Bir işe başlamadan önce “Allah’ın izni ile” bu işi yaparız veya “İnşaallah” (Allah isterse), yahutta “Bi iznillâh” (Allah’ın izni ile) diyerek o işe başlamalıyız.
Eğer Allah’ı anmadan nefsimizin gururu içinde kendimizi “İlâhi İrade’ye” vermeden o işe başlarsak o işin sonund başarıya ulaşmamız imkânsızdır. Sizce belki başarıya ulaşılmış gibi görülebilecek bazı şeyler belirmiş olabilir. Fakat sonuç muhakkak hüsran olacaktır.

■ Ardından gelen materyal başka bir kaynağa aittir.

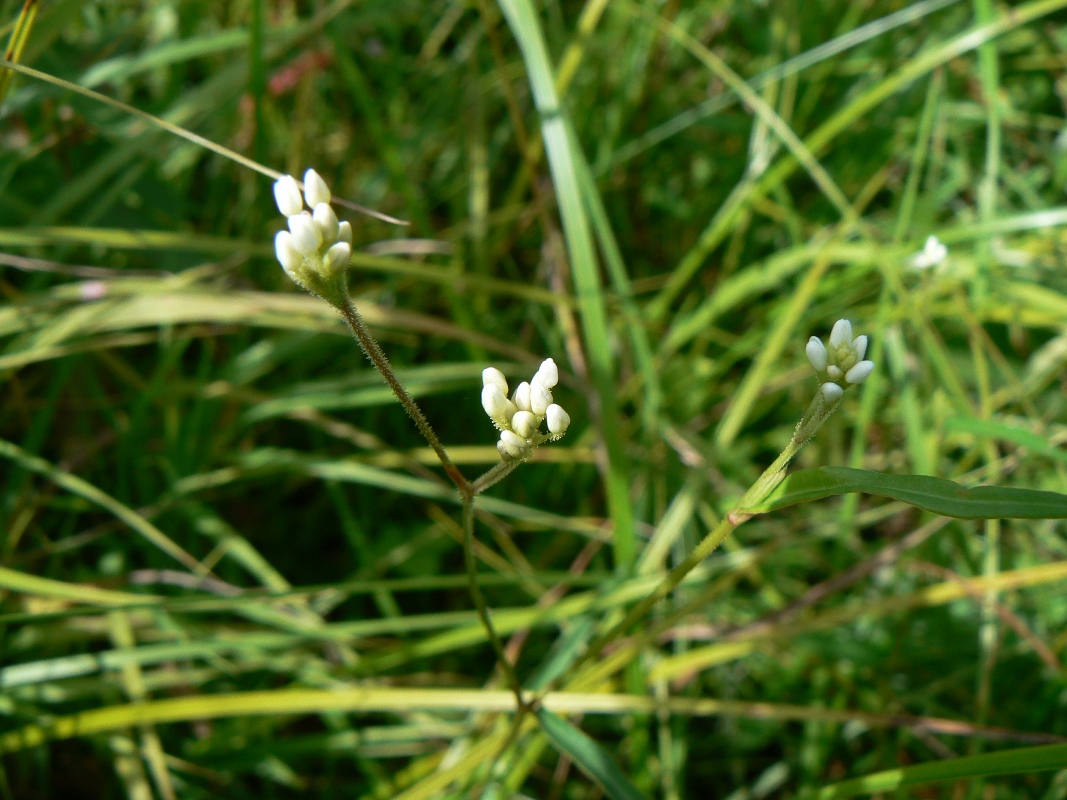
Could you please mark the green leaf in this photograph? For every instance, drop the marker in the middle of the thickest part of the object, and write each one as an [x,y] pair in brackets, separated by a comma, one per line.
[1022,761]
[1003,432]
[933,494]
[593,760]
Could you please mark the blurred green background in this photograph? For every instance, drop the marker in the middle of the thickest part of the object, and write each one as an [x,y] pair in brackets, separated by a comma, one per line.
[206,490]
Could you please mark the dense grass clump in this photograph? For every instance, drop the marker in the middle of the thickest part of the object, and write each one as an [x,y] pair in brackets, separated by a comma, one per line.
[229,564]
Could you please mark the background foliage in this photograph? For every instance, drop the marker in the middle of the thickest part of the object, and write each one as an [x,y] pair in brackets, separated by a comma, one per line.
[207,491]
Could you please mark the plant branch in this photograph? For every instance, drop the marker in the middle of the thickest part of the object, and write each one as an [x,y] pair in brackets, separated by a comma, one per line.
[378,357]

Hazret-i Mevlânâ Allah’ı anmadan, nefis gururu içinde kendine çok güvenme hastalığına tutulanlara şöyle seslenmektedir:
“Bazı kişilerin ‘İnşaallah’ sözünü terk ettiklerini söylemekten maksadım bu insanların mağrurluğunu, yürek katılığını dile getirmek içindir. Yoksa (İnşaallah’ı) unuttuklarını anlatmak için değildir” demiştir.
“İnşaallah”ı kalpten değil de ağızdan söylersek, Allah bizim kalbimizden geçenlerin ne olduğunu bilir. O, Yüce varlık hiç bir zaman aldanmaz ve o işi hiç bir zaman başarıya ulaşmaz.
Hazret-i Muhammed (S.A.V.):
“Allah, sizin görünüşünüze, hareketlerinize değil, niyetlerinize bakar” buyurmuştur.
“İnşaallah” demek O’nun varlığını, birliğini kabul etmek hayır ve şerrin Allah’tan geleceğine inanmak, Allah’ı idrak etmek demektir. Allah’ı idrak etmek ise yaptığımız bütün işlerde Allah ile beraber o işi götürmek, sonuca ulaştırmaktır.
Kehf Sûresi’nin 23. Ve 24. Ayetlerinde Allah şöyle emretmektedir;
“Hiç bir şey hakkında Allah’ın dilemesine bağlamaksızın (Ben bunu yarın yaparım) deme!”